At each gate, as the object of power is taken from her, she is told:
'In extraordinary fashion, O Inanna, have the decrees of the nether world been perfected.
O Inanna, do not question the rites of the Underworld!'
At last at the throne, judgement is pronounced.
The pure Ereshkigal seated herself upon her throne.
The Anunnaki, the seven judges, pronounced judgement before her.
They fastened upon her the eyes of death.
At their word, the word which tortures the spirit,
The ailing woman was turned into a corpse,
The corpse was hung from a stake.
After three days and three nights had passed,
Her messenger Ninshubur,
Her messenger of favourable words,
Her carrier of supporting words,
Fills the heaven with pleas for her.
Ultimately, in the house of death, the rite of rebirth is performed:
Upon the corpse hung from a stake,
Direct the fear of the rays of fire.
Sixty times the food of life, sixty times the water of life,
Sprinkle upon it:
Truly Inanna will arise.
Upon the corpse hung from a stake they directed the fear of the rays of fire.
Sixty times the food of life, sixty times the water of life,
They sprinkled upon it:
Inanna arose.
Inanna ascends from the Underworld:
The Anunnaki fled,
When Inanna ascends from the Underworld,
Truly the dead hasten before her...
They who preceded her,
They who precede Inanna,
Those who know not food,
Who know not water,
Who eat not sprinkled flour,
Who drink not libated wine,
Who take away the wife from the loins of the man,
Who take away the child from the breast of the nursing mother.'
Having undergone her shamanic ordeal in the land of the dead, Inanna returns, armed with the power of the Underworld. The Underworld demands a substitute. Like the tale of Proserpine and other myths and legends that deal with a seasonal death and rebirth, she who returns from the dead must send some one in her stead.
It is Dumuzi the Shepherd King who is dragged kicking and screaming into the Underworld to serve the sentence, but Death is nothing more than a rite of passage even for him and he will be allowed to return in the season of rebirth.
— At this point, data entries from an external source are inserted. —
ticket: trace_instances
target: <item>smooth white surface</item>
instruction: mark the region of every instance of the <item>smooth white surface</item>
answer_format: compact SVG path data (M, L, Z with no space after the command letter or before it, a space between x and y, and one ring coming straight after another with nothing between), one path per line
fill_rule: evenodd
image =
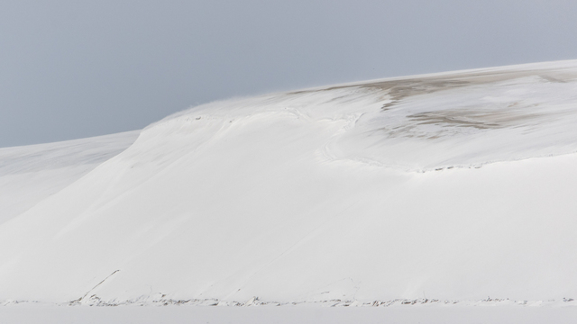
M572 324L575 307L58 307L17 305L0 308L4 324L179 324L179 323L459 323Z
M554 62L169 116L0 225L0 300L574 298L576 80Z
M139 131L0 148L0 223L128 148Z

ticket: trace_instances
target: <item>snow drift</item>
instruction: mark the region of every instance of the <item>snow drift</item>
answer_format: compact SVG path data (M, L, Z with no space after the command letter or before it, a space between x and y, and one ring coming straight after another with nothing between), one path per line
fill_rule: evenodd
M194 107L0 224L0 300L577 296L576 126L577 61Z

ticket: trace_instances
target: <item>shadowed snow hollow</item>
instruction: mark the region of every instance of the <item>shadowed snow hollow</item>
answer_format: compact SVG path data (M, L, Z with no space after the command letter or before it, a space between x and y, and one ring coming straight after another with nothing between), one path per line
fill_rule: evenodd
M197 106L2 224L0 299L577 296L575 125L577 61Z

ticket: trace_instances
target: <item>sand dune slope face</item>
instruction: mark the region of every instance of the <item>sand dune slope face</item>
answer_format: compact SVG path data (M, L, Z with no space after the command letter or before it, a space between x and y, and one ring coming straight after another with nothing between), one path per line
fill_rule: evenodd
M0 225L0 299L577 296L577 61L217 102Z
M18 216L128 148L138 131L0 148L0 223Z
In Tarquinia, murals on the walls depict banquets as well as scenes of hunting and fishing. The characteristic door divided into four quarters is something quite different, however, an actual portal that leads to the Otherworld. Did the living join the dead in funeral banquets periodically as once they did in Sumer and Canaan? Did a high priest or priestess visit the tombs for incubation rites or inspiration in shamanic rites? Did the living hold vigils on the tumuli as the Celts and Norse later?
Burial mounds are as ancient as life itself and always have been believed to hold special powers. The dead may turn to dust but most cultures have held beliefs in the immortality of the soul and the ability of the living to cross the border into Death as well as the ability of the Dead to return to the land of the living, if only in dreams or visions.
Photographs include a view of Silbury Hill, the site of paleolithic caves near Haifa in Palestine, Etruscan tumuli in Cervetari and a very imposing tumulus in Turkey linked in legend to King Midas. Alas, I have not been to Cerveteri myself, but I should love to see more Etruscan sites!